Swift's intra-module dependency analysis is based on a “provides” / “depends” system, which is ultimately trying to prove which files do not need to be rebuilt. In its simplest form, every file has a list of what it “provides” and what it “depends on”, and when a file is touched, every file that “depends on” what the first file “provides” needs to be rebuilt.
The golden rule of dependency analysis is to be conservative. Rebuilding a file when you don't have to is annoying. Not rebuilding a file when you do have to is tantamount to a debug-time miscompile!

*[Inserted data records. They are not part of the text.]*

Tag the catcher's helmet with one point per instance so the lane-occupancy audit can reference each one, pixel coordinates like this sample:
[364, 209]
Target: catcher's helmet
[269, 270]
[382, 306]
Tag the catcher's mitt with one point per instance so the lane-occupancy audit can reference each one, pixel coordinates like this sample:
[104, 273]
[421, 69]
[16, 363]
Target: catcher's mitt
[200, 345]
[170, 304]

There are four major kinds of dependency between files:
top-level
: use of an unqualified name that is looked up at module scope, and definition of a name at module scope. This includes free functions, top-level type definitions, and global constants and variables.
nominal
: use of a particular type, in any way, and declarations that change the “shape” of the type (the original definition, and extensions that add conformances). The type is identified by its mangled name.
member
: a two-part entry that constitutes either providing a member or accessing a specific member of a type. This has some complications; see below.
dynamic-lookup
: use of a specific member accessed through AnyObject
, which has special id
-like rules for member accesses, and definitions of @objc
members that can be accessed this way.
The member
dependency kind has a special entry where the member name is empty. This is in the “provides” set of every file that adds non-private members to a type, making it a superset of provided nominal
entries. When listed as a dependency, it means that something in the file needs to be recompiled whenever any members are added to the type in question. This is currently used for cases of inheritance: superclasses and protocol conformances.
The “provides” sets for each file are computed after type-checking has completed. The “depends” sets are tracked by instrumenting lookups in the compiler. The most common kinds of lookups (qualified name lookup, unqualified name lookup, and protocol conformance checks) will already properly record dependencies, but direct lookups into a type or module will not, nor will dependencies not modeled by a query of some kind. These latter dependencies must be handled on a case-by-case basis.
Note:
The compiler currently does not track
nominal
dependencies separate frommember
dependencies. Instead, it considers everymember
dependency to implicitly be anominal
dependency, since adding a protocol to a type may change its members drastically.
External dependencies, including imported Swift module files and Clang headers, are tracked using a special depends-external
set. These dependencies refer to files that are external to the module. The Swift driver interprets this set specially and decides whether or not the cross-module dependencies have changed.
Because every Swift file in the module at least has its imports resolved, currently every file in the module has the same (complete) list of external dependencies. This means if an external dependency changes, everything in the module is rebuilt.
A file's “provides” set may be different before and after it is compiled -- declarations can be both added and removed, and other files may depend on the declarations that were added and the declarations that were removed. This means the dependency graph has to be updated after each file during compilation. (This is also why reusing build products is hard.)
If a build stops in the middle, we need to make sure the next build takes care of anything that was scheduled to be rebuilt but didn't get rebuilt this time.